Now, we are going to see the performance of StructBERT over multiple downstream tasks:

  • Natural Language Understanding:
    The following table shows the results of StructBERT on the GLUE test set, which are scored by the GLUE evaluation server. The number below each task denotes the number of training examples. The state-of-the-art results are in bold. All the results are obtained from the leaderboard (StructBERT submitted under a different model name ALICE):
  • Natural Language Inference:
    The following table shows the accuracy of multiple models on SNLI dataset.
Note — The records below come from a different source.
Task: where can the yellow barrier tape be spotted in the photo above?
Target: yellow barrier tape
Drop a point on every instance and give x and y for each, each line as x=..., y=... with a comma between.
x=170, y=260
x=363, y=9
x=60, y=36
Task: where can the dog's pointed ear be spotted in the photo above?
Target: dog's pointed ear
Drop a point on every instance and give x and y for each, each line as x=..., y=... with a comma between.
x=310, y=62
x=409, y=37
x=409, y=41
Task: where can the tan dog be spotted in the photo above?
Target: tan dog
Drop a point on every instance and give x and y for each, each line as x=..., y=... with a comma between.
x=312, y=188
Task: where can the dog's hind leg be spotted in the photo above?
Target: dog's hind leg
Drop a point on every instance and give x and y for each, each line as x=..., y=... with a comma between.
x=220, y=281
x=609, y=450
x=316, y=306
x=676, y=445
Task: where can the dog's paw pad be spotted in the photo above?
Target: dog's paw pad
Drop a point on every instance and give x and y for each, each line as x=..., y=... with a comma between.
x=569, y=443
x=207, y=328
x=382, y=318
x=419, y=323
As seen from the table, StructBERT outperformed all existing systems on SNLI, creating new state-of-the-art results 91.7%, which amounts to 0.4% absolute improvement over the previous state-of-the-art model SJRC and 0.9% absolute improvement over BERT.
  • Question Answering:
    The following table shows the results of SQuAD dataset where we can see that StructBERT model is superior to all other models except XLNet+DA. It demonstrates the effectiveness of StructBERT in modeling the question-paragraph relationship.

To study the effect of the new pre-training tasks over fine-tuning, they performed ablation study using StructBERT-Base architecture on six different downstream tasks as shown in the following table:

Based on this study, they found out the following:

  • The two structural objectives were both critical to most of the downstream tasks, except for the word structural objective in the SNLI task.

  • The StructBERT model with structural pre-training consistently outperformed the original BERT model, which shows the effectiveness of the proposed structural objectives.

  • For the sentence-pair tasks such as MNLI, SNLI, QQP and SQuAD, incorporating the sentence structural objective significantly improved the performance.

  • For the single-sentence tasks such as CoLA and SST-2, the word structural objective played the most important role. Especially in the CoLA task, which is related to the grammatical error correction, the improvement was over 5%. The ability of reconstructing the order of words in pre-training helped the model better judge the acceptability of a single sentence.